= Carolyn Barcus =

American psychologist

Carolyn Gay Barcus (born September 3, 1939) is a Native American psychologist and Native American Elder known for her work with Native American students, self-actualization education research, and for her work with the Society of Indian Psychologists conference held annually in Logan, Utah. Barcus' work in psychology has been recognized as significant. In 2006, the American Psychological Association awarded Barcus the Samuel M. Turner Mentor Award. The American Psychological Association also honored Barcus in a postcard series titled Groundbreaking Women of Color Psychologists. In 2026, Barcus’s license to practice as a psychologist was suspended for 5 years as a result of controversial practices surrounding recovered memories in a theraputic setting. Disciplinary document

== Early life ==
Carolyn Barcus was born in Alberta, Canada, in 1939. Barus was raised on the Blackfeet Indian Reservation in the state of Montana. Barcus's biological mother was a member of the Blackfeet Indian Reservation. Barcus attended Montana State University and completed her bachelor's degree in Physical Education. In 1968, she attended Utah State University to obtain a master's degree in physical education. In 1975, Barcus continued with her education by earning a Doctorate of Education degree in Counseling Psychology.

== Research ==
Barcus began her dissertation research in 1973 in self actualization education while at Utah State University. Barcus used this research to support Native American students by building upon effective education strategies through working and supporting teachers by way of improving their interpersonal and communication skills. This research embodied the self-actualization education course that was taught through experiential learning.

== Career ==
Barcus worked as a school teacher for 7 years after completed her bachelor's degree. She worked as a teacher in Montana and Colorado via a program called the Bureau of Indian Affairs Relocation Program. It was this experience that led Barcus to move into the field of psychology. After completing her doctorate degree, Barcus worked for the Utah Department of Corrections, doing private practice until 1978 when she began working as a mental health specialist for the Intermountain Tribal School in Brigham City, Utah.
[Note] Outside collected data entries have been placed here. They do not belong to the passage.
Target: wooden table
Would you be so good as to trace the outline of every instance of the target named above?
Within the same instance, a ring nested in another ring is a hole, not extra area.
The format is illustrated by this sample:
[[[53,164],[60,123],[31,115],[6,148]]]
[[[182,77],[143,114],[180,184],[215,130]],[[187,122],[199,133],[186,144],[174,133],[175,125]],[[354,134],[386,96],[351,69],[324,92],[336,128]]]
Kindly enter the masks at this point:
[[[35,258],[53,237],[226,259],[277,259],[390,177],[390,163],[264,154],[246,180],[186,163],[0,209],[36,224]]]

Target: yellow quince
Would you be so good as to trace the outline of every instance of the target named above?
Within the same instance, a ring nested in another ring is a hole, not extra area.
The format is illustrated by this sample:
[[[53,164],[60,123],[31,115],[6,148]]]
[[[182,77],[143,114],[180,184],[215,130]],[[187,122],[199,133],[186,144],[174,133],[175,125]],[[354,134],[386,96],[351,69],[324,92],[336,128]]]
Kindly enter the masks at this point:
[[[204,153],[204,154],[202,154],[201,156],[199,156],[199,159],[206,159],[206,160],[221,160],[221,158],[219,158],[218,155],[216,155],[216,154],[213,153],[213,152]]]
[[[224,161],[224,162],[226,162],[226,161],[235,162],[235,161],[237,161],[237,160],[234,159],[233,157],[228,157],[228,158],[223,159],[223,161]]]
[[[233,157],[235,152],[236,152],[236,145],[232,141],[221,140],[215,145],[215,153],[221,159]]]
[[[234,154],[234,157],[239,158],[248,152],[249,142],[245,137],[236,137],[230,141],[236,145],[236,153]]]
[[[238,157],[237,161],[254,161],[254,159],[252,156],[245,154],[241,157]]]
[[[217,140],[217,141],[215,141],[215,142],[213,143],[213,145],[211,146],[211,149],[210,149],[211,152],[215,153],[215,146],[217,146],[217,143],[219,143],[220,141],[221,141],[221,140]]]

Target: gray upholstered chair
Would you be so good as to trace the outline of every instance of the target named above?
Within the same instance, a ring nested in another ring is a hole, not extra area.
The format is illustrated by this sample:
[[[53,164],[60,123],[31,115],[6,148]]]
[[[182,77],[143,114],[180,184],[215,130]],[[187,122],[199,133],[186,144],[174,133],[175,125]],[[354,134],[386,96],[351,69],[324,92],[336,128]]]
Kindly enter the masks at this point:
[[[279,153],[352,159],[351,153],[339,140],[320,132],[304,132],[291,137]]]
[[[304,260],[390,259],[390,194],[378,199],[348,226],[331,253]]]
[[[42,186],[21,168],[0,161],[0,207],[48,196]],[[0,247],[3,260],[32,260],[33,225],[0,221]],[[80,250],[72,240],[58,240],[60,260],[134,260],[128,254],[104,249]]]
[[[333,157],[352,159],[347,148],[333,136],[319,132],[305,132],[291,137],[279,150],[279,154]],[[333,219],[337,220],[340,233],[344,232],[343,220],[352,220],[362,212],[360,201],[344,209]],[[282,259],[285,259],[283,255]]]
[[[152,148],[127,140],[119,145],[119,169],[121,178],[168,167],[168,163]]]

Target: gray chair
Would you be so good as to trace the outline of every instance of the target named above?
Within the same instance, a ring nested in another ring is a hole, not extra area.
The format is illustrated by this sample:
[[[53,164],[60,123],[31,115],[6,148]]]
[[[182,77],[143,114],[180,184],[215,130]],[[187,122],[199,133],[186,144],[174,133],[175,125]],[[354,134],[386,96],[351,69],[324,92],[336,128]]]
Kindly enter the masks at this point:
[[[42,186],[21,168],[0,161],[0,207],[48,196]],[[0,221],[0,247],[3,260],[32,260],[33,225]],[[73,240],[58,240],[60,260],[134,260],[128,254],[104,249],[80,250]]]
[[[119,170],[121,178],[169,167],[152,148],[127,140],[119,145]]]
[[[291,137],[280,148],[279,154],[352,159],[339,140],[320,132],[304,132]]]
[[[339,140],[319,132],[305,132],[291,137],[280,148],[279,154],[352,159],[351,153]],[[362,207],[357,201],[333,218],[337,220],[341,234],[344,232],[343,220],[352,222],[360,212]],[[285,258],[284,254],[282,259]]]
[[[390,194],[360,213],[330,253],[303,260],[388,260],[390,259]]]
Barcus stayed with the Intermountain Tribal School until 1984 when she was called to provide mentorship to Native American students at Utah State University who were in the process of completing their master's degree in School Psychology. It was this work that led Barcus to stay at Utah State University to become a clinical assistant professor in the psychology department at Utah State University as well as the clinical director of the American Indian Support Project In this role, Barcus concentrated on recruiting and retaining American Indian students in the university's graduate psychology programs, and she later extended that support to all minority students in the department. By 2006, thirty-two Native American students had completed master's or doctoral programs in psychology at Utah State under the project's mentorship. Colleagues who nominated her for national recognition credited her with much of the supportive atmosphere that ethnic minority students and faculty experienced in the program. As a professor, Barcus continued to mentor and support Native American students in psychology by way of applying for grants and funding to start up the American Indian Psychologists and Psychology Graduate Students conference.

Barcus was recognized by the American Psychological Association in a postcard series entitled: Groundbreaking Women of Color Psychologists. Barcus was awarded the Samuel M. Turner Mentor Award in 2006 by the American Psychological Association. This award reflected Barcus' dedication to supporting minoritized graduate students interested in the psychology field.

== Publications and scholarly work ==
In addition to her mentoring and clinical roles, Barcus contributed to the professional literature on culturally responsive psychological practice. She authored a chapter on guidelines for the psychological treatment of American Indian populations for an American Psychological Association volume on treating ethnic minority populations. With Kenneth W. Merrell, she described the American Indian Support Project at Utah State University as a model for multicultural training in school psychology. Alongside her academic work, Barcus maintained a part-time private practice offering individual and group psychotherapy, with a clinical focus that included adult survivors of childhood sexual abuse, and supervised student therapists.

== Recognition and legacy ==
Barcus received Utah State University's President's Diversity Award in 1997 in recognition of her service to Native American communities. She helped establish and, for many years, hosted the annual national convention of American Indian psychologists and psychology graduate students at Utah State University, an event associated with the Society of Indian Psychologists. A 2023 volume on early research contributions by women of color profiled her under the title "Keeper of the Fire," characterizing her mentorship and her Self-Actualizing Education work as a cornerstone for affective education, cultural competence in education, and the guidance of American Indian psychology students.